Now we must observe that
$$ \begin{align*} \frac{\partial f}{\partial \sigma} &= -n\frac{\partial }{\partial \sigma} \ln \sigma - \frac{1}{2}\sum_{j=1}^n (x_j - \mu)^2 \frac{\partial }{\partial \sigma} \sigma^{-2} \newline &= -\frac{n}{\sigma} - \frac{1}{2}\sum_{j=1}^n (x_j - \mu)^2 \left( -\frac{2}{\sigma^3} \right) \newline &= -\frac{n}{\sigma} + \frac{\Sigma}{\sigma^3} .\end{align*} $$
where $\Sigma$ denotes the $\mu$-dependent summation. At the same time (we skip the steps),
$$ \begin{align*} \frac{\partial f}{\partial \mu} &= \frac{1}{\sigma^2} \left( \sum_{j=1}^n x_j - n\mu\right) .\end{align*} $$
A Julia implementation
The previous section gave us everything we needed. We have an expression for the gradient of $\ell$ in terms of the distribution parameters, and we now only must implement a gradient ascent algorithm using it. A Julia implementation might go as follows:
using LinearAlgebra # To use the norm() function.

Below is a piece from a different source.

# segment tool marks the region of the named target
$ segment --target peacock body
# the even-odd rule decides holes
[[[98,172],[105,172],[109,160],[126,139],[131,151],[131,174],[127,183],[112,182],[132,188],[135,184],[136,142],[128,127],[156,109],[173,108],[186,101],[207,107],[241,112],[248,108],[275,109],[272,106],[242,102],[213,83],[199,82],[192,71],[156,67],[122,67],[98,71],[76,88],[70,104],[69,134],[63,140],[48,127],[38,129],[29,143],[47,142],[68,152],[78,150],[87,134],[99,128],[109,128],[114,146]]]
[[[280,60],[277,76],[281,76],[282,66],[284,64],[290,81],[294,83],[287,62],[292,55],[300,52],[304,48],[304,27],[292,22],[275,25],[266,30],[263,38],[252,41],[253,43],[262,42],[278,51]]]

function N(x::Number, μ, σ)
"""Probability density of x ~ 𝓝(μ, σ)."""
1 / sqrt(2pi) * exp(-0.5 * ((x - μ)/σ)^2)
end
function L(y::Vector, μ, σ)
"""The likelihood function"""
fₓ(x) = N(x, μ, σ)
prod(fₓ, y)
end
function pder_μ(μ::Number, σ::Number, x::Vector)
"""Partial derivative of L with respect to μ"""
1/(σ^2) * (sum(x) - length(x) * μ)
end
function pder_σ(μ::Number, σ::Number, x::Vector)
"""Partial derivative of L with respect to σ"""
-length(x)/σ + sum((x .- μ).^2)/σ^3
end
# The following two functions are to allow for syntactic sugar.
function pder_σ(θ::Vector, x::Vector)
pder_σ(θ[1], θ[2], x)
end
function pder_μ(θ::Vector, x::Vector)
pder_μ(θ[1], θ[2], x)
end
# The gradient ascent algorithm.
function grad_ascent(data, μ₀, σ₀, tol=0.01, lr=0.01)
"""Performs gradient ascent over the likelihood function given a vector of
data. μ₀, σ₀ are initial parameters (can be random numbers)."""
θ = [μ₀, σ₀] while true
∇ℓ = [pder_μ(θ, data), pder_σ(θ, data)]
θ = θ .+ ∇ℓ .* lr
if norm(∇ℓ) < tol
break
end
end
return θ
end
# Example run
# Simulate data from a normal distribution with μ = 5, σ = 3.
data = 5 .+ 3 .* randn(100)
# Perform MLE. Initial parameters are arbitrarilly set to -10 and 3.
res = grad_ascent(data, -10, 3)
# The returned estimated parameters were 4.34 and 2.98.